In order to aid in working with the Driver Filter and Schema Mapping rules the driver will respond to a request to refresh the application schema with the Object Class and Attributes the driver is configured to use.  

Generating src-dn and assocation values

By default, the driver does not know anything about the source application schema or possible values.  Therefore, there is no simple out of the box mapping for src-dn and association.  The default driver configuration has sample policies to set these attributes as part of the Input Transformation Policy.

SourceName

This policy sets the src-dn of an object described in an inbound xds document.  The sample policy contains the rule Add SourceName.  This policy verifies that it is operating on a User object.  If so, the src-dn is set to the value of FirstName and LastName concatenated together.

Generate Association

This policy sets the association value of an object described in an inbound xds document.  The sample policy contains the rule Generate Association Value.  This policy verifies that it is operating on a User object.  If so, the policy sets the association value to the value of LastName and FirstName concatenated together.

 


Appendix A - Common Driver Issues 

Issue

Example and Notes

User Placement. Do not use a leading   "\" to place users or Organization Units.

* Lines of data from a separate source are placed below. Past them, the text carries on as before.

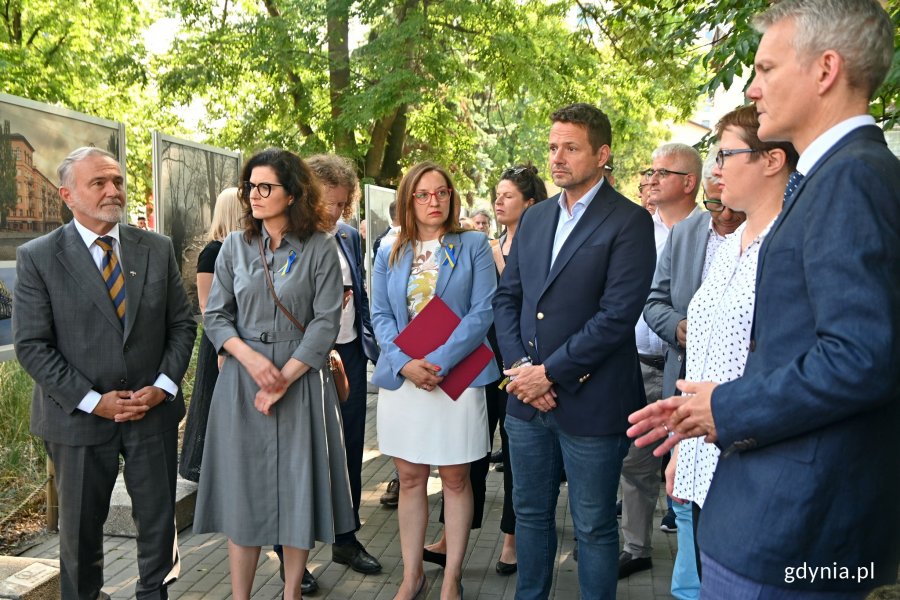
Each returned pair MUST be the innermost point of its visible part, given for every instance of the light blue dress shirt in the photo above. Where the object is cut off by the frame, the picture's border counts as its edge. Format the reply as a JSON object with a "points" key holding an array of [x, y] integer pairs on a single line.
{"points": [[567, 221]]}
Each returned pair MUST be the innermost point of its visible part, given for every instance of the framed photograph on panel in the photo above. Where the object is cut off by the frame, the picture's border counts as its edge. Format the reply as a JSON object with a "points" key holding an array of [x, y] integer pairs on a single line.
{"points": [[378, 220], [187, 178], [34, 138]]}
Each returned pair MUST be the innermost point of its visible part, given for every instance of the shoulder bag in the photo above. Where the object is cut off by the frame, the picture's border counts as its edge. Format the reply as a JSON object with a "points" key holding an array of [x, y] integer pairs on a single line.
{"points": [[335, 364]]}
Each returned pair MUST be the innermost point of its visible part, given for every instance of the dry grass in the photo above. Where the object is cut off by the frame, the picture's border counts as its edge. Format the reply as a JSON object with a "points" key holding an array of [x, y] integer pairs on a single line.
{"points": [[23, 458]]}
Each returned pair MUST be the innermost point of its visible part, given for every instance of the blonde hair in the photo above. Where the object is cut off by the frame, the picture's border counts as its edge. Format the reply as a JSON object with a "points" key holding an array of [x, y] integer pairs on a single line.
{"points": [[227, 215], [336, 171]]}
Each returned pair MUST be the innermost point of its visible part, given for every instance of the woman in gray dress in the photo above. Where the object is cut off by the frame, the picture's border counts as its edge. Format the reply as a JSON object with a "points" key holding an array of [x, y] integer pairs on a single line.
{"points": [[274, 469]]}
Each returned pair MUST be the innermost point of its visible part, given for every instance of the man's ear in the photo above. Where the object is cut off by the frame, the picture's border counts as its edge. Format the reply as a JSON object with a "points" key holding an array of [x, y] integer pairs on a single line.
{"points": [[66, 195]]}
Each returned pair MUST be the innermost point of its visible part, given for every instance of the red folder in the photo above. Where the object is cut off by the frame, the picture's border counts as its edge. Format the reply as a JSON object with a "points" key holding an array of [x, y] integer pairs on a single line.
{"points": [[432, 328]]}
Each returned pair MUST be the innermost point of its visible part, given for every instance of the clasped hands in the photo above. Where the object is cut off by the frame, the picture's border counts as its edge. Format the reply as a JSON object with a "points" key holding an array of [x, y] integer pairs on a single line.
{"points": [[422, 373], [688, 415], [529, 384], [126, 405], [272, 381]]}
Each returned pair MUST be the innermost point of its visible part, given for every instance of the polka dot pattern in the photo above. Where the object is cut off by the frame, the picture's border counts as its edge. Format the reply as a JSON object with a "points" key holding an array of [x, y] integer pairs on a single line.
{"points": [[720, 317]]}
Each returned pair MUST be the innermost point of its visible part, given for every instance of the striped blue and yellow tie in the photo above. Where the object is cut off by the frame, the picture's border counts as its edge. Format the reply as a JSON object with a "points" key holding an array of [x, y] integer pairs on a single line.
{"points": [[112, 275]]}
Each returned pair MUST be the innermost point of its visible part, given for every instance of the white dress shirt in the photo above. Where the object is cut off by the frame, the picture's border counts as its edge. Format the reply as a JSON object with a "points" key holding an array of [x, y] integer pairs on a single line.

To   place a user in the root container, the dest-dn should only contain the   Username. If you are placing a user in the google Sales\Marketing container   your dest-dn should look like:

<add   class-name="User" dest-dn="Sales\Marketing\ ddare"/>

 

Organization   Units use the same format for dest-dn.

Group Placement: Do not use a   placement rule on groups as Google does not support placing groups in   organizations.

 

Unique naming: It is important that   Nicknames, Group names and usernames be unique in the Google apps domain.

When   developing a matching rule be sure to check for nicknames and usernames to   ensure proper matching. Further, naming must be unique across all Google   Organization units. It is not legal to have Sales\Marketing\ddare and   Engineering\ddare since ddare needs to be unique across the domain.

Driver Unable To Start

  1. Are the   driver jar files installed and eDirectory restarted?
  2. Have   you created the admin account in Google and logged into the web interface at   least once?